Dominica Prime Minister Address his people
Fellow Dominicans, residents, Friends of Dominica…
Daily over the past week we updated you on various aspects of our relief and recovery efforts.
Two weeks ago I shared with you the broad outlines of our vision and plan going forward. This evening, I will make the first of a series of important announcements regarding our recovery and rebuilding plans following our Washington and Miami meetings last week.
Some I am sure will wonder why we are spending time on recovery and rebuilding when the relief work is not complete.
Ladies and Gentlemen I wish we had the luxury of not worrying at this time about recovery but we cannot afford to do so.
We have to restart our economy so that we no longer need relief.
We have to revive our economy so that we do not become dependent or addicted to food parcels.
That is not the kind of development we want.
We have to revitalise our nation to build resistance quickly. This hurricane season is not yet over….and the next is only a few months away. There is no reason to panic but there is also no time to waste.
Ladies and Gentlemen there is also another risk we face if we delay our recovery. I have seen it and felt it: the pressure from those who would seek to use our weakened state to try and exert pressure on us to tilt our policies this way or that; to influence who our friends are or how we tender for business.
Dominica Prime Minister Address his people video
Traditionally Dominicans are friends to all but satellites of none. Let us not take that position for granted.
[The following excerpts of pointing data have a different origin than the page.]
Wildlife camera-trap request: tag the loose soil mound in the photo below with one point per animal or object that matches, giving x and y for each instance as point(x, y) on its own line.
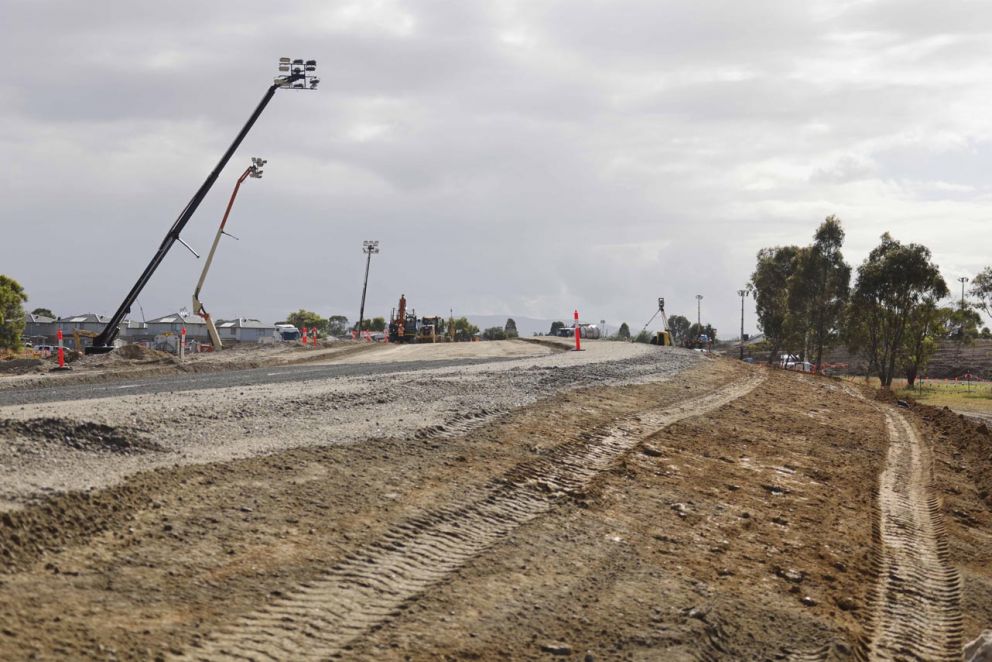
point(962, 451)
point(92, 437)
point(19, 366)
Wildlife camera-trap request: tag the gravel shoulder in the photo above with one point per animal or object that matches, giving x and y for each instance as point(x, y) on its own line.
point(215, 425)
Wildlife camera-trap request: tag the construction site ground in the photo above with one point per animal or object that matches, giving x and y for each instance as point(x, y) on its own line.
point(495, 501)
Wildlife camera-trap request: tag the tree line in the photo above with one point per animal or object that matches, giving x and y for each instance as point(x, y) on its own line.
point(892, 316)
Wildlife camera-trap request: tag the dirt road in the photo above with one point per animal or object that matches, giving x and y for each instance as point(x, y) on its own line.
point(916, 610)
point(633, 504)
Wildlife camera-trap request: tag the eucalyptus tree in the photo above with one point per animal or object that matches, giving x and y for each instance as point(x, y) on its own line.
point(893, 281)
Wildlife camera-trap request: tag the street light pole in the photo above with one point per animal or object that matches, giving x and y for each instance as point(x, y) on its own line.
point(296, 74)
point(742, 294)
point(368, 247)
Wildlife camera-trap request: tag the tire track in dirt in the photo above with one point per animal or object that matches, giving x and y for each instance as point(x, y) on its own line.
point(915, 605)
point(318, 619)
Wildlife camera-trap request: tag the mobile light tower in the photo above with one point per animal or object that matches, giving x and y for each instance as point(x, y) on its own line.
point(255, 172)
point(742, 293)
point(368, 247)
point(293, 75)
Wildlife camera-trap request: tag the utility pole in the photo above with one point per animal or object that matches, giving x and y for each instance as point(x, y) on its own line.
point(368, 247)
point(742, 294)
point(294, 74)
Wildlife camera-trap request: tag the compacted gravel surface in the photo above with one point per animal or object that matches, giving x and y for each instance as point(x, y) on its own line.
point(195, 418)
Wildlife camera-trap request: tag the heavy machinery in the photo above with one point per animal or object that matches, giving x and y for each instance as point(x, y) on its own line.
point(77, 338)
point(254, 171)
point(428, 330)
point(663, 337)
point(403, 324)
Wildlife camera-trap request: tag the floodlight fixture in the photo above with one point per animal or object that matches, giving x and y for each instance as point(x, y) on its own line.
point(297, 74)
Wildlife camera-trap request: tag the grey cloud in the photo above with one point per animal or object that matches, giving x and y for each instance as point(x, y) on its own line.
point(500, 152)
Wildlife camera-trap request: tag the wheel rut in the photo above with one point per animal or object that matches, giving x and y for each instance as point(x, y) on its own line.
point(320, 619)
point(915, 605)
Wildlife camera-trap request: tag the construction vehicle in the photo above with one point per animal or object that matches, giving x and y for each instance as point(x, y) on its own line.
point(403, 324)
point(428, 330)
point(663, 337)
point(254, 171)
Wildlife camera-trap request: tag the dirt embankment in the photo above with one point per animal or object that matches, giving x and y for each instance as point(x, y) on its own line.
point(738, 534)
point(962, 451)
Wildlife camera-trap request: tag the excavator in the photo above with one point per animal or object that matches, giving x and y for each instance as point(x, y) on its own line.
point(255, 172)
point(663, 337)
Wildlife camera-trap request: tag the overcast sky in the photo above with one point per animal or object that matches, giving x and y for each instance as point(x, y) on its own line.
point(518, 158)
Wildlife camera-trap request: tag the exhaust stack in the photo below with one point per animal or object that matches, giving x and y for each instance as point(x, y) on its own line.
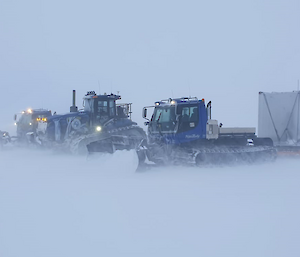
point(74, 108)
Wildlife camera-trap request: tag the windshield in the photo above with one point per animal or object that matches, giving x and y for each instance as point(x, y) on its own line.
point(164, 119)
point(104, 110)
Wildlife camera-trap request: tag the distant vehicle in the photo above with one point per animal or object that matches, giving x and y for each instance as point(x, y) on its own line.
point(28, 122)
point(279, 119)
point(181, 130)
point(4, 138)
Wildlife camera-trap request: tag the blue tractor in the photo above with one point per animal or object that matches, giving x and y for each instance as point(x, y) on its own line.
point(181, 131)
point(101, 126)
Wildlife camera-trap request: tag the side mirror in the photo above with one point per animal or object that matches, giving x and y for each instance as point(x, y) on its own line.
point(145, 113)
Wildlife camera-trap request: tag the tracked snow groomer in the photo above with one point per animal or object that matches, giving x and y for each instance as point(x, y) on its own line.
point(101, 126)
point(182, 131)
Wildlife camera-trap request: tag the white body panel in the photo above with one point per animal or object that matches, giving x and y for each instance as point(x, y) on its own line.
point(237, 130)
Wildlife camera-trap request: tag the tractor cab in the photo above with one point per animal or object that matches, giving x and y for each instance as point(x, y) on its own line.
point(103, 108)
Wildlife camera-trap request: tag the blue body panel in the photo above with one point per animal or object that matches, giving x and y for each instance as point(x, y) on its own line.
point(59, 124)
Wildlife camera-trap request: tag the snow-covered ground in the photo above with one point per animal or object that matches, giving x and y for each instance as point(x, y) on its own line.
point(54, 205)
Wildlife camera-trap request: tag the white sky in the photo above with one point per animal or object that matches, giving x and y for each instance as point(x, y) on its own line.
point(224, 51)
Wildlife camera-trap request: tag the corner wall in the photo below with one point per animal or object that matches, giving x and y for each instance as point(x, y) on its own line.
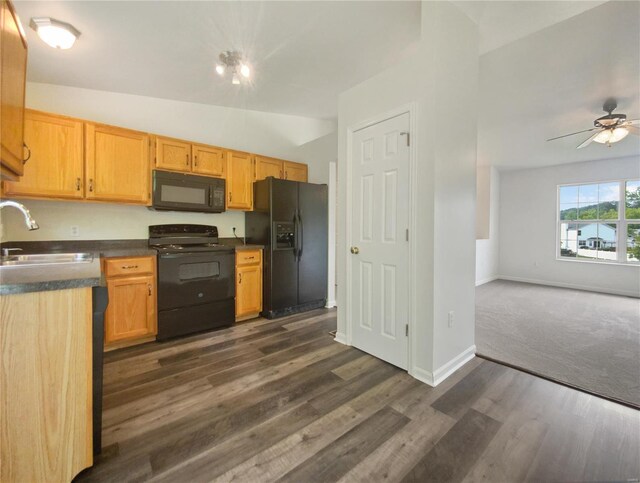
point(528, 219)
point(488, 243)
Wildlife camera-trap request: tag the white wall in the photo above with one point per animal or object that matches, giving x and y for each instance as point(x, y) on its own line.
point(487, 247)
point(440, 79)
point(528, 205)
point(288, 137)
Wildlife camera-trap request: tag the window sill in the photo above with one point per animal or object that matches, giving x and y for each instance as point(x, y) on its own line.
point(598, 262)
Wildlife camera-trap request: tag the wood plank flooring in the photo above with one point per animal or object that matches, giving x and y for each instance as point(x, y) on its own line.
point(281, 401)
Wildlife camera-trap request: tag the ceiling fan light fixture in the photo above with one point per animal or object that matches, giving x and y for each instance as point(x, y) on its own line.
point(56, 34)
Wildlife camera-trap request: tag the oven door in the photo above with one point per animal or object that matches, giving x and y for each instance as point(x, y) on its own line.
point(187, 192)
point(186, 279)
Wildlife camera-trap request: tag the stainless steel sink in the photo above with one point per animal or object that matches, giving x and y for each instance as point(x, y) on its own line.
point(46, 259)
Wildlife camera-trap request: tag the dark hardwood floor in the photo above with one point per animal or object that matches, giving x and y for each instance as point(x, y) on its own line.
point(281, 401)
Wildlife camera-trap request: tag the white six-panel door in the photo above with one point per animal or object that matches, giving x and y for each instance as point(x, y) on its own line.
point(379, 239)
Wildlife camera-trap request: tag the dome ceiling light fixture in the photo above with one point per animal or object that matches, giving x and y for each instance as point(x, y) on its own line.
point(57, 34)
point(233, 62)
point(610, 128)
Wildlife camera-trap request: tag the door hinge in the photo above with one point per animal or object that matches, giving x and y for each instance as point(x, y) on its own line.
point(408, 137)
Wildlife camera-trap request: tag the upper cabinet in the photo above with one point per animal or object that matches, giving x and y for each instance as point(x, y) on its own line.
point(173, 154)
point(13, 50)
point(265, 167)
point(295, 171)
point(72, 159)
point(55, 168)
point(176, 155)
point(239, 180)
point(117, 164)
point(208, 160)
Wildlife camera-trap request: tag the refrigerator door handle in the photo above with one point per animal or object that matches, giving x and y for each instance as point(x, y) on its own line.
point(295, 235)
point(300, 236)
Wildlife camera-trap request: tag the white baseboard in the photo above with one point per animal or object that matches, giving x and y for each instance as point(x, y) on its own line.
point(486, 280)
point(340, 337)
point(444, 371)
point(422, 376)
point(453, 365)
point(586, 288)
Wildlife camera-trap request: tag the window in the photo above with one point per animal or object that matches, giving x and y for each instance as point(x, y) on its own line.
point(600, 221)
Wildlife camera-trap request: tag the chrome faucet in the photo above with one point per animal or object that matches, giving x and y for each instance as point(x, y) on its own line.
point(31, 223)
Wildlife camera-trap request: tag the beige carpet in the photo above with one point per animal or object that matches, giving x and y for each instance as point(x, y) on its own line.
point(585, 339)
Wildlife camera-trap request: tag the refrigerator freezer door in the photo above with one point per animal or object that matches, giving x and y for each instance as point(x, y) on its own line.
point(283, 287)
point(313, 242)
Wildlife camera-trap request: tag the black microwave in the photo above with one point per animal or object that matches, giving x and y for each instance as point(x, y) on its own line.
point(187, 192)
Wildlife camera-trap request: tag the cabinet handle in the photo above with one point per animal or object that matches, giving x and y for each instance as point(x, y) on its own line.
point(24, 145)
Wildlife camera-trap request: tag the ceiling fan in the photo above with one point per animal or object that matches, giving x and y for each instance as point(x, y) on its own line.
point(610, 128)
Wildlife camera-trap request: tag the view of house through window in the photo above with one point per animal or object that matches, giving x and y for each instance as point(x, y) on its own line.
point(595, 225)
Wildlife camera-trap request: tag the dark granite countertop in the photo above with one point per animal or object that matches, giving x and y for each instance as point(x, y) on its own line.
point(102, 248)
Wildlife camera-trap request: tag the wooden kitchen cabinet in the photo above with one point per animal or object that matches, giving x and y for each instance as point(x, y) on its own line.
point(13, 75)
point(239, 183)
point(296, 171)
point(46, 400)
point(208, 160)
point(172, 154)
point(248, 283)
point(117, 165)
point(131, 315)
point(55, 168)
point(265, 167)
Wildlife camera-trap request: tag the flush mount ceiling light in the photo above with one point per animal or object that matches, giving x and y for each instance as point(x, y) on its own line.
point(610, 128)
point(58, 35)
point(233, 62)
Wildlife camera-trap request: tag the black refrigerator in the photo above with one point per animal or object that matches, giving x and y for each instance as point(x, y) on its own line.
point(290, 219)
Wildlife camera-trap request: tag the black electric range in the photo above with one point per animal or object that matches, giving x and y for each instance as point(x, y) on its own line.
point(196, 279)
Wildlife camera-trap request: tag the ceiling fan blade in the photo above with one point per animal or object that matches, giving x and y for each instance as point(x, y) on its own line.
point(588, 141)
point(573, 134)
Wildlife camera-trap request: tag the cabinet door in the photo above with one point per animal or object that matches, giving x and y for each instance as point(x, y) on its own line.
point(208, 160)
point(239, 180)
point(131, 312)
point(55, 168)
point(248, 290)
point(173, 154)
point(295, 171)
point(117, 164)
point(13, 71)
point(266, 167)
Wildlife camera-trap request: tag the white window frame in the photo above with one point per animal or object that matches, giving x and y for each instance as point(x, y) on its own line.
point(621, 223)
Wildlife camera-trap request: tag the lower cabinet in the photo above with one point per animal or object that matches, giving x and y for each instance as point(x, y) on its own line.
point(248, 283)
point(131, 315)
It is a position you can only afford by being economically viable.
So your government has been fighting not on one front but on three fronts: Recovery rebuilding as well as relief.
Before I explain our recovery and rebuilding plan and make a couple major announcements around that plan I would like to acknowledge two people who have enabled us to fight on three fronts at once even in our denuded state.
First, I would like to acknowledge the ongoing and invaluable support of the philanthropist and businessman, Mr. Denis O’Brien.
After rushing to check on us soon after Maria struck, he has assisted us greatly by asking his network of influential connections to identify experts who could help us; also, he got them to us or us to them.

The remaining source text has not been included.